Arguably, when it comes to the best legal job in America, it would be hard to top Judy Sheindlin’s. As headliner of the TV show “Judge Judy,” she’s paid $47 million a year, or about 117 times more than the president, also a lawyer.
And critics say law school doesn’t pay off …
OK, so her gig may be the top of the mountain. However, lawyers have a wealth of options when it comes to legal jobs. And that’s a good thing, given the stress and challenges many of these jobs bring. It’s no secret that lawyers have long struggled to find job satisfaction in a profession known for long hours, adversarial cases and — in the law firm setting — the dreaded billable hours. It has almost become a mantra for lawyers to complain about unhappiness, as if every lawyer were equally miserable.
The changing legal market hasn’t helped matters. It’s harder for associates to make partner, and some Big Law firms have downsized. Yes, the nation’s economic picture is said to be brightening, but the demand for legal services has been forever altered, some argue. Many businesses are more aggressive in seeking lower legal costs — a lesson they learned during the downturn.

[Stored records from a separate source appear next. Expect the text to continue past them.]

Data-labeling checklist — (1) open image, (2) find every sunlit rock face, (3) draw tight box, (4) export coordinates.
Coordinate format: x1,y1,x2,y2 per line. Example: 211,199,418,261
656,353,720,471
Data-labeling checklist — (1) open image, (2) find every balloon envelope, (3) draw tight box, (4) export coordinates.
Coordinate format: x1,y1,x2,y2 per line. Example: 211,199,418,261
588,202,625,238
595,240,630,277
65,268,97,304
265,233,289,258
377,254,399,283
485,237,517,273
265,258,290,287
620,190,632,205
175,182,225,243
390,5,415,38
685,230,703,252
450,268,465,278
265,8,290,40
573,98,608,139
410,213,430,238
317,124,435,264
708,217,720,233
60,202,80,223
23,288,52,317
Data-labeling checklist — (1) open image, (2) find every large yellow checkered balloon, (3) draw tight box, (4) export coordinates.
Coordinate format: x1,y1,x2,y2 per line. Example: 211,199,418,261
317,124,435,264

Technology also continues to have an effect, eliminating legal jobs once done by people. And law school grads continue to find an ultra-competitive job market. So, all in all, it sounds kind of gloomy.
However, there are reasons people are drawn to law. There are reasons it remains one of society’s more compelling careers. Lawyers can make a difference. They can be agents of change.
The National Jurist sought to determine which legal professions offer the greatest opportunity for happiness and job satisfaction. To determine the best legal jobs, we assessed more than 20 types of jobs open to lawyers and weighed each for internal motivation, autonomy, stress and salary.
These are the most important factors that lead to happiness, according to a recent study — What Makes Lawyers Happy? Transcending the Anecdotes With Data From 6,200 Lawyers.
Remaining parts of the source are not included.